Un lateral lanzado con desesperación por el Al Hilal hacia el área. El arquero brasileño Bento salió mal, chocó con el defensor Iñigo Martínez, la pelota se le escapó de las manos y terminó dentro del arco. 1-1 en el minuto 97. El campeonato, que parecía ganado, quedó en suspenso.

La imagen que lo dice todo

Cristiano había sido sustituido en el minuto 82. Estaba en el banco cuando ocurrió el gol. La imagen que siguió al pitazo final fue devastadora: el portugués, primero con la mano en la cara, riendo sin entender cómo se le había escapado algo que parecía suyo. Luego, mirada perdida y triste, siendo consolado por un miembro del cuerpo técnico.

Una escena que resumió perfectamente el peso de lo que acababa de ocurrir.

El gol que pudo liquidarlo todo

La noche había comenzado con el 1-0 de Mohamed Simakan en el minuto 36, tras un córner ejecutado por Joao Félix y un remate dentro del área. El estadio explotó. Cristiano levantó los brazos.

En el segundo tiempo, el propio CR7 estuvo cerca de sentenciar el campeonato. Recibió un pase fuera del área y definió con potencia a colocar — pero el arquero marroquí Bono reaccionó con una atajada decisiva que evitó el 2-0. Ese gol hubiera liquidado todo.

No entró. Y el fútbol cobró la factura.

La salida de Cristiano: un espectáculo aparte

Cuando Jorge Jesus lo sustituyó en el minuto 82, Cristiano no se fue en silencio. Pidió apoyo a las tribunas con gestos insistentes. Le marcó el reloj al árbitro para reclamar por el tiempo. Alentó al compañero que ingresaba. Siguió estimulando al público mientras caminaba hacia el banco.

Vivía cada segundo con una tensión impropia de alguien que ya levantó 33 títulos a lo largo de su carrera. Como si estuviera frente al primero. Una escena que volvió a reflejar la voracidad competitiva que lo acompaña desde sus inicios.
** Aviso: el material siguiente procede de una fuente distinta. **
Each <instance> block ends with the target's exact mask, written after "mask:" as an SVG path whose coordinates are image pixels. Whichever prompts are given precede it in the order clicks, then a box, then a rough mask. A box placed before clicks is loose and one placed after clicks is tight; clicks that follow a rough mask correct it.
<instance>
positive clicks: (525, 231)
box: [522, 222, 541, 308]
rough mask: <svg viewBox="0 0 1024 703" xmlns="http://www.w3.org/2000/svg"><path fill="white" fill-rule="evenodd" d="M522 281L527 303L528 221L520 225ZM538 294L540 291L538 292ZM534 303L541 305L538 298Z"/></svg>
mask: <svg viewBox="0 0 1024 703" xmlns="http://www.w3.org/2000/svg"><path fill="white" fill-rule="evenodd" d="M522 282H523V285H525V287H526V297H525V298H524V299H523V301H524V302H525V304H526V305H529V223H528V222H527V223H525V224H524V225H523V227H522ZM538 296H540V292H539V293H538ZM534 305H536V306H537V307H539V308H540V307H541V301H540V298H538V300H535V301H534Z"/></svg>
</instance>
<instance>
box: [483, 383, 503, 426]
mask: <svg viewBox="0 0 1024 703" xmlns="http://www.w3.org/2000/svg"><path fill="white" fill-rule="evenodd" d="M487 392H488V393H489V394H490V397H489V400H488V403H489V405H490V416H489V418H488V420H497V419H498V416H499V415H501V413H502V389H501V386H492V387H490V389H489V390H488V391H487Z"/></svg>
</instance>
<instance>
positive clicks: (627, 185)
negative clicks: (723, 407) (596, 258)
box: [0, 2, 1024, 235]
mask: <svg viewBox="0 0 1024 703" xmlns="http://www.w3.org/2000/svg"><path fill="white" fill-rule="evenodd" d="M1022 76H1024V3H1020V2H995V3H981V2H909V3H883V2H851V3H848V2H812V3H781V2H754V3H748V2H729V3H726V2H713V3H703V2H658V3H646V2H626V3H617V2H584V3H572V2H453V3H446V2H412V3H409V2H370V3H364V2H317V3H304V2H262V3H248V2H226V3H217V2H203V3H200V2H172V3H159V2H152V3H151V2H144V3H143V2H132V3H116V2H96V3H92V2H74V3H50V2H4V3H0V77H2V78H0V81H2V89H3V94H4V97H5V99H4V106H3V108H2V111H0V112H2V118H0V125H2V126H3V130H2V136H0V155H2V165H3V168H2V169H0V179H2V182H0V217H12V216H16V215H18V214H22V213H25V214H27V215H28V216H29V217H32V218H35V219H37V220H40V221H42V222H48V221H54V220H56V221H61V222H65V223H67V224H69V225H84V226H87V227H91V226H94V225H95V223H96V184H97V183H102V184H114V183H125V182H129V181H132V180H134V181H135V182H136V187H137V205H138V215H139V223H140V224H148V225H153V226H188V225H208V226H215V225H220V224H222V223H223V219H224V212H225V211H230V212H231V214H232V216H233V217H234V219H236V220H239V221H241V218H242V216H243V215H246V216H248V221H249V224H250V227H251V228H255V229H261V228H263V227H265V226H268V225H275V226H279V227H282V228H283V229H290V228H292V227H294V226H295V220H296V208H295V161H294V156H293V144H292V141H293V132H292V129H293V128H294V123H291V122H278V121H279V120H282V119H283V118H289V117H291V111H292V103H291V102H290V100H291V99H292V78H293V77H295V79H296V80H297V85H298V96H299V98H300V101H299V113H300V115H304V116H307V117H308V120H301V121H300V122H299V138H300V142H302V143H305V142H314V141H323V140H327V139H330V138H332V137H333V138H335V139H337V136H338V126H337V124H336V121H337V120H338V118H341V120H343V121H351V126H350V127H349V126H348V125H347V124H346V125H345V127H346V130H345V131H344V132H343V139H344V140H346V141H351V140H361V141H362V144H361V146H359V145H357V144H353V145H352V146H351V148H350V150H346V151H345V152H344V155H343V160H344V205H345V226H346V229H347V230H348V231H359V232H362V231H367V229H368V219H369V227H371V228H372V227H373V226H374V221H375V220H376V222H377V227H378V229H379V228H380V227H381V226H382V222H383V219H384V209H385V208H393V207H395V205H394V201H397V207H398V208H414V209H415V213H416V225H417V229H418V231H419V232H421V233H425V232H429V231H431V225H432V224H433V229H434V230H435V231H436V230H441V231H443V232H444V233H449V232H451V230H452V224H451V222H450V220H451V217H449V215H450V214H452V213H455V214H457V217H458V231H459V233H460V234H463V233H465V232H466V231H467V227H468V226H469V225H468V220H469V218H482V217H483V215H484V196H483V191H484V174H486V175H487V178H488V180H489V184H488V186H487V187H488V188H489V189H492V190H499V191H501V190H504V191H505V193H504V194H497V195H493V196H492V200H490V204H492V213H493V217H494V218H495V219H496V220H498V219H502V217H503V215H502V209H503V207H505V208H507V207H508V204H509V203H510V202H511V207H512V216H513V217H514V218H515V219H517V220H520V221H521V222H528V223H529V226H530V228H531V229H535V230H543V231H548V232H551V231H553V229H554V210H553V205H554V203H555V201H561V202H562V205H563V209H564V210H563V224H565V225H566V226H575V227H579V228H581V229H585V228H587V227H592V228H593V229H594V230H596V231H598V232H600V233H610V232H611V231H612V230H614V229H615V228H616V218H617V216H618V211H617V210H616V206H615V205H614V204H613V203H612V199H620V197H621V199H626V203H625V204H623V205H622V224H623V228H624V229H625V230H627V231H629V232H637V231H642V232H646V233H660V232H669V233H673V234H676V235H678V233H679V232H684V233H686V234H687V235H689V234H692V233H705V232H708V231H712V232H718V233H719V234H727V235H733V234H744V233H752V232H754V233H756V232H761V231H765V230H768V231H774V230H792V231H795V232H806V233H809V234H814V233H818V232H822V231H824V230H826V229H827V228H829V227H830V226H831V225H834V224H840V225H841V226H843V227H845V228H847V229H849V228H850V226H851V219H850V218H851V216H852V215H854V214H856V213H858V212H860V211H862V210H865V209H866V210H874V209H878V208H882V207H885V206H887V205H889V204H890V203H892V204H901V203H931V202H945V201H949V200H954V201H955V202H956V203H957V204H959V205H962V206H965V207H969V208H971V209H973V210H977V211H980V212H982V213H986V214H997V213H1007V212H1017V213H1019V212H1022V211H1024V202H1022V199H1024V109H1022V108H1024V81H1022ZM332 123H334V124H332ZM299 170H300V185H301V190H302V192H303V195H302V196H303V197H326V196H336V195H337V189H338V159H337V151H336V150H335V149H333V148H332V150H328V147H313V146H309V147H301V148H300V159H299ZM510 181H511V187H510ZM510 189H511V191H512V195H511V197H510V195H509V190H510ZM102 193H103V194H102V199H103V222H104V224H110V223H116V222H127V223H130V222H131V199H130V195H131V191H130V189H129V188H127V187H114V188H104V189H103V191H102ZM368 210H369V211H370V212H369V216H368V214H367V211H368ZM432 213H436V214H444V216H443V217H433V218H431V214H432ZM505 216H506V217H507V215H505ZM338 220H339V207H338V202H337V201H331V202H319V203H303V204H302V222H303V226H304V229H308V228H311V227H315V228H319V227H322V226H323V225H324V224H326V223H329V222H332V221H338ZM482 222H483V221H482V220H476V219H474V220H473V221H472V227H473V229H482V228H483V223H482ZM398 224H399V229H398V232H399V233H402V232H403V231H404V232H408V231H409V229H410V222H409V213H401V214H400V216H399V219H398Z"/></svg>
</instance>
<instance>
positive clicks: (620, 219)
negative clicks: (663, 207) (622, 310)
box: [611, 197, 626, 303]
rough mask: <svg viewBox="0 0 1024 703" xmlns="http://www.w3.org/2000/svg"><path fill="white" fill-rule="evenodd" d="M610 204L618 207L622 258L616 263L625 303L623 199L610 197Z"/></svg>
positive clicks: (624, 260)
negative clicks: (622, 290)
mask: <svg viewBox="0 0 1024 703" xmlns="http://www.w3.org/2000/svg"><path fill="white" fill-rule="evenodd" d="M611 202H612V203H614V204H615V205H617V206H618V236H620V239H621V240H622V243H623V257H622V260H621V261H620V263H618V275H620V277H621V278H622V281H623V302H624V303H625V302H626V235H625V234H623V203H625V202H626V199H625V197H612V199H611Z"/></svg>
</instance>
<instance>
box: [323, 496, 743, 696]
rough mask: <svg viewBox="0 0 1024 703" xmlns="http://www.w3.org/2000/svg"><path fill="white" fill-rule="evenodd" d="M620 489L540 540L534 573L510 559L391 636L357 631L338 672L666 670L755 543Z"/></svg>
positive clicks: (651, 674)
El blooper que cambió todo

En el cierre, Al Hilal empujó con más voluntad que claridad. Llegó el lateral de Ali Lajami hacia el corazón del área. Bento salió mal, chocó con Martínez y perdió la pelota. El defensor Abdulelah Al Amri intentó despejarla en la línea — y solo la pateó dentro del propio arco.

1-1. Minuto 97. A 12 segundos del título.
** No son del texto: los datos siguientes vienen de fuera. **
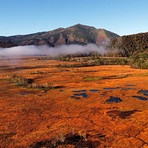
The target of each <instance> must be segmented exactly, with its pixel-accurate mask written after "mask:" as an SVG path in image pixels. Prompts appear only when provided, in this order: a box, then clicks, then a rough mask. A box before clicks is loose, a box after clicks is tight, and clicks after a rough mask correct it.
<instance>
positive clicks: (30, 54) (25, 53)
mask: <svg viewBox="0 0 148 148" xmlns="http://www.w3.org/2000/svg"><path fill="white" fill-rule="evenodd" d="M92 52H97V53H99V54H102V55H105V54H107V53H108V50H107V49H106V46H105V45H100V46H98V45H95V44H87V45H84V46H83V45H74V44H73V45H61V46H57V47H48V46H45V45H43V46H34V45H31V46H17V47H11V48H0V57H7V56H11V57H12V56H51V57H56V56H60V55H67V54H77V53H80V54H90V53H92Z"/></svg>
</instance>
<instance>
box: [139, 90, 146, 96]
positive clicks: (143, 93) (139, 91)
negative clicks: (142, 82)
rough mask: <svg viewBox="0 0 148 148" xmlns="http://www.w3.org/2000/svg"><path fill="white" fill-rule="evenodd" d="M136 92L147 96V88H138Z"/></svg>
mask: <svg viewBox="0 0 148 148" xmlns="http://www.w3.org/2000/svg"><path fill="white" fill-rule="evenodd" d="M138 93H141V94H143V95H145V96H148V90H139V91H138Z"/></svg>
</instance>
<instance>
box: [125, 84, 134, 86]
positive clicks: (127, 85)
mask: <svg viewBox="0 0 148 148" xmlns="http://www.w3.org/2000/svg"><path fill="white" fill-rule="evenodd" d="M125 86H136V85H135V84H126V85H125Z"/></svg>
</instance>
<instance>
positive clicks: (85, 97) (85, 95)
mask: <svg viewBox="0 0 148 148" xmlns="http://www.w3.org/2000/svg"><path fill="white" fill-rule="evenodd" d="M80 97H83V98H88V95H87V94H86V93H80V94H74V95H73V96H72V97H71V98H75V99H80Z"/></svg>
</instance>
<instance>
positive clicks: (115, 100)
mask: <svg viewBox="0 0 148 148" xmlns="http://www.w3.org/2000/svg"><path fill="white" fill-rule="evenodd" d="M106 102H108V103H112V102H115V103H120V102H122V99H121V98H119V97H113V96H110V98H109V99H108V100H106Z"/></svg>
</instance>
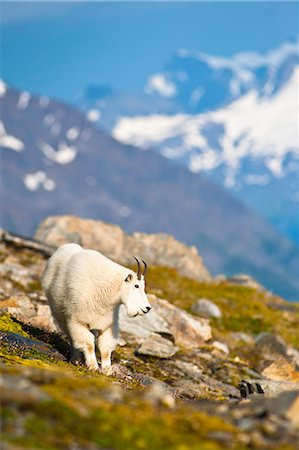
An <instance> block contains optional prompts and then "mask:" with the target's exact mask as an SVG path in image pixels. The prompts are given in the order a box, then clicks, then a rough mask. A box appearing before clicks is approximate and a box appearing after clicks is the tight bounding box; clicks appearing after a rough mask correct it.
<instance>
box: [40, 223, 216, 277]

La situación en la tabla: todavía favorece al Al Nassr

A pesar del golpe, el Al Nassr sigue siendo el favorito para ganar la liga. Con 83 puntos, mantiene cinco de ventaja sobre el Al Hilal — que tiene un partido menos. Si el equipo dirigido por Simone Inzaghi gana su pendiente, la diferencia se reducirá a dos unidades antes de la última jornada.

El festejo quedó en pausa. Pero no cancelado.

La obsesión que no cede

Lo que hace especialmente doloroso este empate es el contexto personal de Cristiano. Desde su salida de la Juventus en 2021, el portugués no ha vuelto a ganar un título a nivel de clubes. Celebró la Nations League 2024-25 con Portugal, pero en el plano de clubes, el vacío persiste.
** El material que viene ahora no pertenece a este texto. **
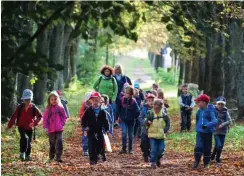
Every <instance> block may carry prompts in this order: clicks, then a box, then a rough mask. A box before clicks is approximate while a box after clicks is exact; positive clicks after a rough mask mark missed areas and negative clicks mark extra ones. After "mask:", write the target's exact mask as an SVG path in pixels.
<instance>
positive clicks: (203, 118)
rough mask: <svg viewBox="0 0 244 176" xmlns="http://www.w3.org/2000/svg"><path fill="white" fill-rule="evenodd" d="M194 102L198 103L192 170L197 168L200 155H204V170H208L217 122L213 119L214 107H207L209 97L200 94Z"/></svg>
mask: <svg viewBox="0 0 244 176" xmlns="http://www.w3.org/2000/svg"><path fill="white" fill-rule="evenodd" d="M196 101H197V102H198V106H199V109H198V111H197V114H196V132H197V136H196V146H195V149H194V156H195V162H194V165H193V168H197V166H198V164H199V162H200V160H201V156H202V154H203V155H204V158H203V163H204V168H208V167H209V162H210V155H211V148H212V136H213V135H212V134H213V131H214V130H215V126H216V125H217V123H218V121H217V119H216V117H215V109H214V107H213V106H212V105H211V104H210V105H209V106H208V103H209V101H210V98H209V96H207V95H206V94H202V95H200V96H199V97H198V98H197V99H196ZM208 107H209V108H208Z"/></svg>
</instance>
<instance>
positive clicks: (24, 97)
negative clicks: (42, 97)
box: [21, 89, 33, 100]
mask: <svg viewBox="0 0 244 176" xmlns="http://www.w3.org/2000/svg"><path fill="white" fill-rule="evenodd" d="M21 100H33V92H32V91H31V90H30V89H25V90H24V92H23V95H22V97H21Z"/></svg>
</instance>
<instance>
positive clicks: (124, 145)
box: [120, 121, 135, 151]
mask: <svg viewBox="0 0 244 176" xmlns="http://www.w3.org/2000/svg"><path fill="white" fill-rule="evenodd" d="M120 126H121V129H122V150H126V143H127V134H128V137H129V151H131V150H132V148H133V147H132V146H133V142H134V137H133V134H134V126H135V121H129V122H121V123H120Z"/></svg>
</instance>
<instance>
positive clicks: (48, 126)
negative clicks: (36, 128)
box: [43, 105, 68, 133]
mask: <svg viewBox="0 0 244 176" xmlns="http://www.w3.org/2000/svg"><path fill="white" fill-rule="evenodd" d="M67 118H68V117H67V115H66V113H65V110H64V108H63V107H62V106H59V105H55V106H52V107H48V108H46V109H45V111H44V116H43V128H45V129H48V133H54V132H61V131H63V130H64V125H65V122H66V120H67Z"/></svg>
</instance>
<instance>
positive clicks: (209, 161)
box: [194, 132, 212, 165]
mask: <svg viewBox="0 0 244 176" xmlns="http://www.w3.org/2000/svg"><path fill="white" fill-rule="evenodd" d="M211 148H212V133H199V132H197V135H196V146H195V149H194V156H195V161H196V162H197V163H199V162H200V160H201V157H202V154H203V156H204V158H203V163H204V165H207V164H209V162H210V155H211Z"/></svg>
El Campeonato de Clubes Árabes de 2023 con Al Nassr no es reconocido oficialmente por la FIFA. Por eso, para Cristiano, el empate del martes supo a derrota.

A los 41 años, con el Mundial 2026 en el horizonte y la liga saudita aún por decidirse, CR7 sigue persiguiendo con la misma hambre de siempre. Como si cada título fuera el primero.